Cytokine analysis of FTD brain tissue
We were also interested in changes in the cytokines in bvFTD brain and assessed the same cytokines, using the same multiplex assay, in the superior frontal cortex, a disease-affected region, of FTD (N = 10) and controls (N = 11). Of the 48 cytokines, HGF and IL-18 were significantly elevated in bvFTD compared to controls (Fig. 4) with IL-5 being undetectable. We then categorized bvFTD into two groups based on neuropathological severity, i.e. early stage 1 bvFTD (N = 5) and later stage 2/3 bvFTD (N = 5), and divided the cytokines into functional groups, i.e. chemokines, interleukins, interferons, growth factors and colony stimulating factors. In terms of chemokines and interleukins, GRO-α (Fig. 5A) and IL-16 (Fig. 5B) were significantly elevated in late bvFTD compared to controls, whereas IL-18 was more significantly increased in early bvFTD relative to late bvFTD (Fig. 5B). In terms of interferons, there were no changes in either early or late bvFTD compared to controls (Fig. 6A). In terms of growth factors, HGF was increased in early bvFTD and further increased in late bvFTD compared to controls (Fig. 6B). In summary, GRO-α and IL-18 are elevated in both serum and brain in bvFTD compared to controls.

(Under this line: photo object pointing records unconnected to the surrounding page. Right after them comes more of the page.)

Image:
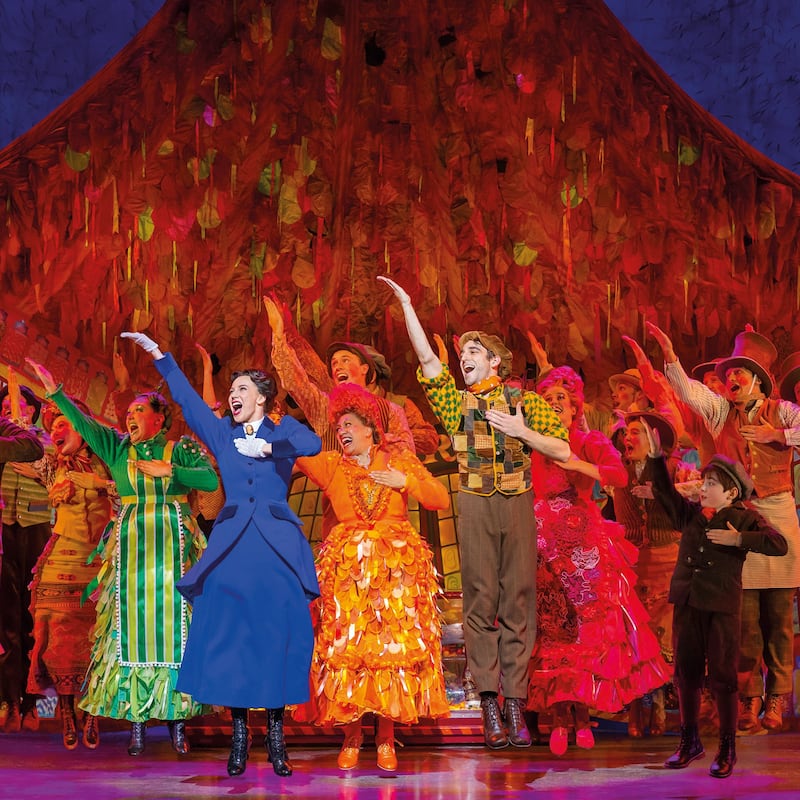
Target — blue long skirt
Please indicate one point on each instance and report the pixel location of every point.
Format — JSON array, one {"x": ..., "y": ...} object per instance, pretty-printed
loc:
[{"x": 251, "y": 638}]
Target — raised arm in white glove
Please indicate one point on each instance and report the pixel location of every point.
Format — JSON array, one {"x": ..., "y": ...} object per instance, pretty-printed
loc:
[
  {"x": 253, "y": 448},
  {"x": 145, "y": 342}
]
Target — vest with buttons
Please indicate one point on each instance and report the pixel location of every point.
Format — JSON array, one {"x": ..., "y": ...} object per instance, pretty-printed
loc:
[
  {"x": 488, "y": 461},
  {"x": 769, "y": 464}
]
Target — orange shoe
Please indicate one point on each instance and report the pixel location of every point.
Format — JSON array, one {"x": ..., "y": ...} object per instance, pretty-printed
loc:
[
  {"x": 348, "y": 756},
  {"x": 387, "y": 758},
  {"x": 30, "y": 720},
  {"x": 558, "y": 741},
  {"x": 584, "y": 738}
]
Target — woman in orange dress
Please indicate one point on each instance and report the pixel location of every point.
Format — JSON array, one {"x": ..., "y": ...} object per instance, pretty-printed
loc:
[
  {"x": 377, "y": 647},
  {"x": 80, "y": 491}
]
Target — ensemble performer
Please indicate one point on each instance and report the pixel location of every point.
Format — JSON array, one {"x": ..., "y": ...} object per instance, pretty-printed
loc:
[
  {"x": 593, "y": 648},
  {"x": 494, "y": 428},
  {"x": 717, "y": 534},
  {"x": 142, "y": 621},
  {"x": 26, "y": 516},
  {"x": 649, "y": 528},
  {"x": 308, "y": 384},
  {"x": 378, "y": 639},
  {"x": 251, "y": 639},
  {"x": 750, "y": 426},
  {"x": 80, "y": 490}
]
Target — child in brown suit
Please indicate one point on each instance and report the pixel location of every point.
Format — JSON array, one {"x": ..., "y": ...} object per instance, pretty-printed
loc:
[{"x": 706, "y": 591}]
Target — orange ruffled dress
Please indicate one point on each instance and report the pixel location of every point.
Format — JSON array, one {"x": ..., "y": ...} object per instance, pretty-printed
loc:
[{"x": 377, "y": 647}]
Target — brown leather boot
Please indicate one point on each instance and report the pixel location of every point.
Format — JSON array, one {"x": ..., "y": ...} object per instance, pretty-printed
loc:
[
  {"x": 66, "y": 707},
  {"x": 518, "y": 733},
  {"x": 690, "y": 748},
  {"x": 494, "y": 732},
  {"x": 748, "y": 716},
  {"x": 725, "y": 757},
  {"x": 773, "y": 716}
]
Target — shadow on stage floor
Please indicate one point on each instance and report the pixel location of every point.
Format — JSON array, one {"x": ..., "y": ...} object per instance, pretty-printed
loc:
[{"x": 36, "y": 765}]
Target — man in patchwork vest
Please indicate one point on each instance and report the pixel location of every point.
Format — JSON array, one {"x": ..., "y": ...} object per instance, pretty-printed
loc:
[{"x": 493, "y": 428}]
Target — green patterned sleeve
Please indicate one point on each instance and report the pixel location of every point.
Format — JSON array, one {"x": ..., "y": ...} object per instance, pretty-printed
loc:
[
  {"x": 541, "y": 417},
  {"x": 443, "y": 397},
  {"x": 191, "y": 466}
]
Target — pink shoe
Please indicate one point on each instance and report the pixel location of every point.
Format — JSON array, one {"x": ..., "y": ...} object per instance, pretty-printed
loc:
[
  {"x": 584, "y": 738},
  {"x": 558, "y": 741}
]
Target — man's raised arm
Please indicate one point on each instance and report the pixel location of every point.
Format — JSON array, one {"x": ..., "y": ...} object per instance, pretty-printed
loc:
[{"x": 429, "y": 362}]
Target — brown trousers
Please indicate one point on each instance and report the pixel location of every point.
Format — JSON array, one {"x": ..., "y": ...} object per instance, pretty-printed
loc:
[{"x": 497, "y": 539}]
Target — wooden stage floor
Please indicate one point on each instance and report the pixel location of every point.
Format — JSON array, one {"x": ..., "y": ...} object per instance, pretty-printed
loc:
[{"x": 36, "y": 765}]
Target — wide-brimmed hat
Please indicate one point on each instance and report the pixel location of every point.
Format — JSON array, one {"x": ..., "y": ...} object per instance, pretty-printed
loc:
[
  {"x": 383, "y": 372},
  {"x": 630, "y": 376},
  {"x": 734, "y": 470},
  {"x": 357, "y": 349},
  {"x": 754, "y": 352},
  {"x": 666, "y": 430},
  {"x": 699, "y": 370},
  {"x": 352, "y": 398},
  {"x": 790, "y": 375},
  {"x": 28, "y": 395}
]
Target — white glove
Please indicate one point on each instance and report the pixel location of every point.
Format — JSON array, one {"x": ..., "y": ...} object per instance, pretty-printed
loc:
[
  {"x": 253, "y": 448},
  {"x": 145, "y": 342}
]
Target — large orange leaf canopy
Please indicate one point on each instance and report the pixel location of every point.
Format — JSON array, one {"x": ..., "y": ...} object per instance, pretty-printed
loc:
[{"x": 517, "y": 166}]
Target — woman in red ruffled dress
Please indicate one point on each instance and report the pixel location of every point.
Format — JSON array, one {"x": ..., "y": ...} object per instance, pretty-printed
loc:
[{"x": 594, "y": 649}]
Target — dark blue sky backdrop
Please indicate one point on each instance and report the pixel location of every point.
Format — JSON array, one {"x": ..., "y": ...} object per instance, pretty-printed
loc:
[{"x": 740, "y": 59}]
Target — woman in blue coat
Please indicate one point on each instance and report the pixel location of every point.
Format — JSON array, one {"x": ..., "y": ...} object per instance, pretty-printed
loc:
[{"x": 251, "y": 639}]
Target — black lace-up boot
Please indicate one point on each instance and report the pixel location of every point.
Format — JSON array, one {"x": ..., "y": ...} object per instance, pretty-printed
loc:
[
  {"x": 276, "y": 745},
  {"x": 237, "y": 760}
]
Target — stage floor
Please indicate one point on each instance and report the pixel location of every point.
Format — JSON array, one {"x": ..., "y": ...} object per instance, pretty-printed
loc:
[{"x": 36, "y": 765}]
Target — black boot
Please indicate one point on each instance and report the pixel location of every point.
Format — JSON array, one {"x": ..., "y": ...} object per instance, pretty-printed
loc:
[
  {"x": 690, "y": 748},
  {"x": 725, "y": 757},
  {"x": 177, "y": 734},
  {"x": 276, "y": 745},
  {"x": 518, "y": 733},
  {"x": 136, "y": 744},
  {"x": 494, "y": 732},
  {"x": 237, "y": 760}
]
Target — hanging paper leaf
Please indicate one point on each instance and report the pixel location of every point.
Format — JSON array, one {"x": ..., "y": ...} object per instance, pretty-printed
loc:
[
  {"x": 270, "y": 179},
  {"x": 225, "y": 107},
  {"x": 77, "y": 161},
  {"x": 574, "y": 198},
  {"x": 307, "y": 164},
  {"x": 145, "y": 226},
  {"x": 303, "y": 273},
  {"x": 289, "y": 210},
  {"x": 185, "y": 43},
  {"x": 257, "y": 253},
  {"x": 261, "y": 27},
  {"x": 524, "y": 255},
  {"x": 331, "y": 41},
  {"x": 687, "y": 154},
  {"x": 208, "y": 214}
]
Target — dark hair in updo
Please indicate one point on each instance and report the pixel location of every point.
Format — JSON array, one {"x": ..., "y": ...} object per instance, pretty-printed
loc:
[
  {"x": 160, "y": 405},
  {"x": 264, "y": 382}
]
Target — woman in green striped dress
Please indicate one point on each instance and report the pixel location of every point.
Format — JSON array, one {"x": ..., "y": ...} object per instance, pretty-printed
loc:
[{"x": 142, "y": 621}]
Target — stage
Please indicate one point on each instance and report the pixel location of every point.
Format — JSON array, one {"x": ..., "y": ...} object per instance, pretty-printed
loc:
[{"x": 36, "y": 765}]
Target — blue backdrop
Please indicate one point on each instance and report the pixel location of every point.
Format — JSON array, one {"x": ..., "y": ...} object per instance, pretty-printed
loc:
[{"x": 739, "y": 60}]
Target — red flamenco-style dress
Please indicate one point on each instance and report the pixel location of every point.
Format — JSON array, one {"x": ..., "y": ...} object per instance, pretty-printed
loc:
[
  {"x": 378, "y": 637},
  {"x": 593, "y": 643}
]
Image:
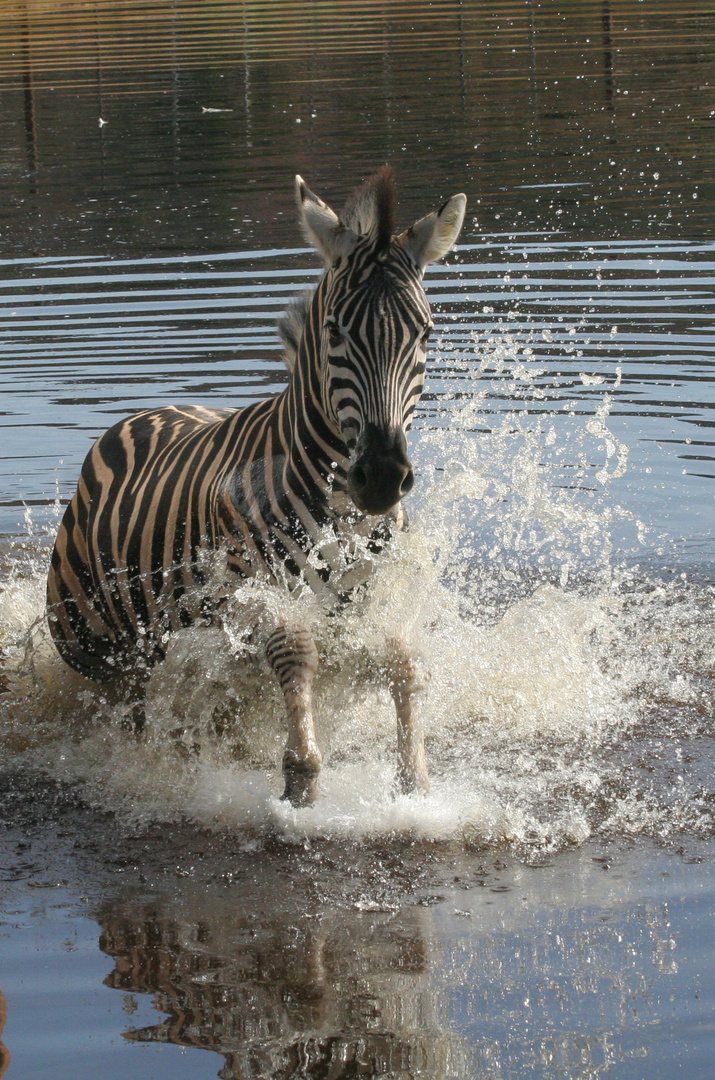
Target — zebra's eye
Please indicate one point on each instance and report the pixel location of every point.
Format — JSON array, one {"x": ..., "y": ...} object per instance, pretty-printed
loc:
[{"x": 334, "y": 335}]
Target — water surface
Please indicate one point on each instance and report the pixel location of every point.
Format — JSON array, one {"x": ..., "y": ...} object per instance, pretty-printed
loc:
[{"x": 545, "y": 912}]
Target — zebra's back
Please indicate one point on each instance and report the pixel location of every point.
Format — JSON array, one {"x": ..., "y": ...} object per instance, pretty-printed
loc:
[{"x": 125, "y": 558}]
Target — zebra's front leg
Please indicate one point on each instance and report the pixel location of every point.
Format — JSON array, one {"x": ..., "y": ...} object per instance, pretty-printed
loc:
[
  {"x": 293, "y": 656},
  {"x": 407, "y": 680}
]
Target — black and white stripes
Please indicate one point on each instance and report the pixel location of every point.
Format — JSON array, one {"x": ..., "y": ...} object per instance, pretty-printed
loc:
[{"x": 162, "y": 490}]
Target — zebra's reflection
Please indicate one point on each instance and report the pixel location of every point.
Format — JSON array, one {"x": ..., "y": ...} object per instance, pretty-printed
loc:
[{"x": 342, "y": 994}]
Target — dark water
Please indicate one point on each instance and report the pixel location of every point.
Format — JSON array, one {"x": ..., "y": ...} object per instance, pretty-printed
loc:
[{"x": 548, "y": 910}]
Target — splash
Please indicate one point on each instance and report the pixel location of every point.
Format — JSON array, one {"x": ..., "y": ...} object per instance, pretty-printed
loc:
[{"x": 555, "y": 672}]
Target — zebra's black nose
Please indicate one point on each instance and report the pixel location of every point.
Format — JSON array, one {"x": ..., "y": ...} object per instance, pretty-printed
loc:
[{"x": 381, "y": 474}]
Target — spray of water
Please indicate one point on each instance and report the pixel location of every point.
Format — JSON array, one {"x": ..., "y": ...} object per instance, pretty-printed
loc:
[{"x": 557, "y": 676}]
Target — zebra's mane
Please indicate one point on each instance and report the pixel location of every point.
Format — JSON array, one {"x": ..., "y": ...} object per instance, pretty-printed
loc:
[{"x": 369, "y": 212}]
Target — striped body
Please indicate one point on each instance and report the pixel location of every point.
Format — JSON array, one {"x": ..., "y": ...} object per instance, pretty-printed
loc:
[{"x": 282, "y": 487}]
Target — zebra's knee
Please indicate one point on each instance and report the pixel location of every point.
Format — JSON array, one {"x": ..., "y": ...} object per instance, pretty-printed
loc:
[{"x": 293, "y": 656}]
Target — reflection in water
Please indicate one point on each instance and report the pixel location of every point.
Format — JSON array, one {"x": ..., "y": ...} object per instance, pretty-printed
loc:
[
  {"x": 4, "y": 1054},
  {"x": 327, "y": 996},
  {"x": 521, "y": 976}
]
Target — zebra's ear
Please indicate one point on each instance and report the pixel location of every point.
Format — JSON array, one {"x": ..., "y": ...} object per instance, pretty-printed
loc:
[
  {"x": 321, "y": 226},
  {"x": 432, "y": 237}
]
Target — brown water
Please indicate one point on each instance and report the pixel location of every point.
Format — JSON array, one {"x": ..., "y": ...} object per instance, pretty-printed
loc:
[{"x": 547, "y": 910}]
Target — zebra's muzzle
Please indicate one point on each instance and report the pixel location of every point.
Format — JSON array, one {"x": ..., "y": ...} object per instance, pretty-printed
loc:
[{"x": 381, "y": 473}]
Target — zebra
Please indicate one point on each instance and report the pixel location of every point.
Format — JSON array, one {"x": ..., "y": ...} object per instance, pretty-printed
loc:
[{"x": 266, "y": 484}]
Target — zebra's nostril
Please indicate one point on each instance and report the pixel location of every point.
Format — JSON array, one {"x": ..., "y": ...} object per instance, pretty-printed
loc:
[
  {"x": 359, "y": 476},
  {"x": 408, "y": 483}
]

Analysis of variance in brain and serum cytokines
To identify clustering groups of cytokines with similar functional characteristics in bvFTD serum and brain (> 10% variance from controls), principal factor component analysis (PCA) was performed on the serum (Fig. 7A) and brain (Fig. 7B) datasets. The serum PCA revealed two components of variance. The larger component (loading score > 0.7, accounting for 39% of variance) comprised of beta-nerve growth factor (β-NGF), granulocyte colony stimulating factor (G-CSF), IFN-α2, IL-17A, IL-1α, IL-2, IL-3, IL-4, IL-7, IL-8, IL-9, MIP-1β and tumor necrosis factor-alpha (TNF-α) (Table 3). The other component consisted of only one cytokine, RANTES.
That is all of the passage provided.